Game Informer examines how developers strike the right balance between challenge and frustration. They compare games like Darkest Dungeon, XCOM 2 and Diablo III.

The most important factor for mitigating frustration is fostering the sense that every success and failure is earned by the player. "It's my job as a designer to promote fairness, to make sure that the rules of a game are transmitted clearly," says XCOM 2 creative director Jake Solomon. "...I mean fairness in the sense that when things happen, the player understands why, and how those things fit into the overall rules." Losing a beloved veteran soldier to a rampaging Muton Berserker in XCOM can be devastating, but it's also the direct result of your own choices - where you moved your characters, which enemies you targeted, etc.
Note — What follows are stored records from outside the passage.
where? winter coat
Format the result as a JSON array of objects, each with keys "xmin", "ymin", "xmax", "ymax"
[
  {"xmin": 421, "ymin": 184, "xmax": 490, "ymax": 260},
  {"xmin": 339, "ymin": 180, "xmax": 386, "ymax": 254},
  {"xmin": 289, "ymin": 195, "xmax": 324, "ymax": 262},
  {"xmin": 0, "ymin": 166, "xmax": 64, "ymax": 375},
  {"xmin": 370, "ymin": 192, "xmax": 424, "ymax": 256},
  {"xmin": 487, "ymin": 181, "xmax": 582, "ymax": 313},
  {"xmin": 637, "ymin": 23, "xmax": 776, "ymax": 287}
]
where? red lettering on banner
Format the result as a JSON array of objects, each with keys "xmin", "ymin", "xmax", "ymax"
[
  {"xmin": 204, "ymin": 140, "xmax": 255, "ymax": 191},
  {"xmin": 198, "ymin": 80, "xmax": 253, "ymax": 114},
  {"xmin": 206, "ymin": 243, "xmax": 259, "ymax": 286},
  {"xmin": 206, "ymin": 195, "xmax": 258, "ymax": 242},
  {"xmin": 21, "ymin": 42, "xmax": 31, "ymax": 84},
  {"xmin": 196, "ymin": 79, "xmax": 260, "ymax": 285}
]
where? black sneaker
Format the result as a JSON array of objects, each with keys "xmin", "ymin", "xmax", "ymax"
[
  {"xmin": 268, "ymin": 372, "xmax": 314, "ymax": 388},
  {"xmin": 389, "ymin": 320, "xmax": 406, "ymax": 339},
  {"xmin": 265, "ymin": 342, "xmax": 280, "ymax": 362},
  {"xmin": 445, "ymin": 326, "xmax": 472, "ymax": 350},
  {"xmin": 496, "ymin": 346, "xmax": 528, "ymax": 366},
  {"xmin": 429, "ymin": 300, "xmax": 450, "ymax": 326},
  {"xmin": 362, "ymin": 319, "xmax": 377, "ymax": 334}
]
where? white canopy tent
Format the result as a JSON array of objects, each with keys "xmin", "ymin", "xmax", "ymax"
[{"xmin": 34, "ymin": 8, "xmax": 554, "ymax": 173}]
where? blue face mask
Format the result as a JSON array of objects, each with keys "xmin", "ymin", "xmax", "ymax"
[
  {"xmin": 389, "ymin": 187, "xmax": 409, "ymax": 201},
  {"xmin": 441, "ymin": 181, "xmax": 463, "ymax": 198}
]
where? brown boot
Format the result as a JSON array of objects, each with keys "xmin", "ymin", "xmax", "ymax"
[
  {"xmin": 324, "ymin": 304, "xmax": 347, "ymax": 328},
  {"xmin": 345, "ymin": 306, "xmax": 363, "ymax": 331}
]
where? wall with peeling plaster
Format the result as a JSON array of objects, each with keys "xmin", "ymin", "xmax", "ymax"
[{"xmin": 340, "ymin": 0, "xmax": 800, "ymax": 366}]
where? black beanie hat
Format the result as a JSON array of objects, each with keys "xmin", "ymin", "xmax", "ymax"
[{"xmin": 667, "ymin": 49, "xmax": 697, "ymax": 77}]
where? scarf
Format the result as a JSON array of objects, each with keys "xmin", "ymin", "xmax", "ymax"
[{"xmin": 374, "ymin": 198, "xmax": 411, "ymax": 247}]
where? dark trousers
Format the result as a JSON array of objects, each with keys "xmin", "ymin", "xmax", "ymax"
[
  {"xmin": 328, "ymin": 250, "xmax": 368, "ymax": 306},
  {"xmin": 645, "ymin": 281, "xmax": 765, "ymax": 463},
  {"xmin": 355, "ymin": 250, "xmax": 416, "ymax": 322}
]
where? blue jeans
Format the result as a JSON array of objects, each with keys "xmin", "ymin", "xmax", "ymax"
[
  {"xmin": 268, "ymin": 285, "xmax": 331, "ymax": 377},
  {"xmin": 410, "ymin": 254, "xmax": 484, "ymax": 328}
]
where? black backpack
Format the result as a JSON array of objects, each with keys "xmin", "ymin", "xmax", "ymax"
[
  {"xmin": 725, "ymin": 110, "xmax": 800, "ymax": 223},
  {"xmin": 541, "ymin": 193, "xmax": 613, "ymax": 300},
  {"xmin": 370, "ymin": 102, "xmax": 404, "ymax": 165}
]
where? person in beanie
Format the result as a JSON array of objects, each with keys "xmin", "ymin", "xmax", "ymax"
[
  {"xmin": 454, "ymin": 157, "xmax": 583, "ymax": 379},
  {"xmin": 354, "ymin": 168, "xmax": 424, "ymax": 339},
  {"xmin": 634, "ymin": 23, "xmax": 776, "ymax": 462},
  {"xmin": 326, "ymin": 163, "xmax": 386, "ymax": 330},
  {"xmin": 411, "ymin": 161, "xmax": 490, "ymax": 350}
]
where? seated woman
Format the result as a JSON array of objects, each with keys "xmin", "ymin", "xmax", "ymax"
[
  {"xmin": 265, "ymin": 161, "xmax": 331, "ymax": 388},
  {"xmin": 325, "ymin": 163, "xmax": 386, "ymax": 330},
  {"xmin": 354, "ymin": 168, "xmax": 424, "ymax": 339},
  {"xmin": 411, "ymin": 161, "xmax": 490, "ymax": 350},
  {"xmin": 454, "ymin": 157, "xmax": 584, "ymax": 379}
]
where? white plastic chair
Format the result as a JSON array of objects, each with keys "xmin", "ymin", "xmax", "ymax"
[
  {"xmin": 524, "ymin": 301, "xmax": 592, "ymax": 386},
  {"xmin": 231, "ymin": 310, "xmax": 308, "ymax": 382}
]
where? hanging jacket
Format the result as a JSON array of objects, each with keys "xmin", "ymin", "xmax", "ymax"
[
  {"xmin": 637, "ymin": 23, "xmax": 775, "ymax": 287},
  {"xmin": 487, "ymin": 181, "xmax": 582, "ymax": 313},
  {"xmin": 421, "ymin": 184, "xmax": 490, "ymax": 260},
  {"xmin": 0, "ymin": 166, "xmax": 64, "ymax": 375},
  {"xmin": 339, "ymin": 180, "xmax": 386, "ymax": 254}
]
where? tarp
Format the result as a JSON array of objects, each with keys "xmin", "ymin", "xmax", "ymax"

In other words, you may get frustrated with yourself, but not the game.

[...]

Diablo III lead designer Kevin Martens points to another vital component: player choice. "When a game gets difficult, there should be something that the player can learn or choose to do differently to overcome the difficulty," Martens says. Diablo III plies players with endless loot, weapons, and a variety of powerful abilities to overcome obstacles in the method of their choosing. If the player is still hitting a wall, they can also simply choose another activity such as Adventure mode or a tackling Greater Rift.

Darkest Dungeon provides a unique case study. Its roguelike nature and sheer amount of variance can lead to situations where the odds are severely stacked against the player. The solution? Give players a way out. "Without the ability to retreat, the player would feel at times that there is nothing they can do to overcome a bad deal of cards," says Darkest Dungeon design director Tyler Sigman. "It would be like forcing players to bet on a weak hand. We are every bit as interested in what you do when things are going poorly as when all is going great." The ability to retreat from fights and abandon quests doesn't just create an enticing risk/reward to mull over - it once again puts the onus on the player. If you push too hard and get your entire party killed by a ghoulish necromancer, their blood is on your hands, not the game's design.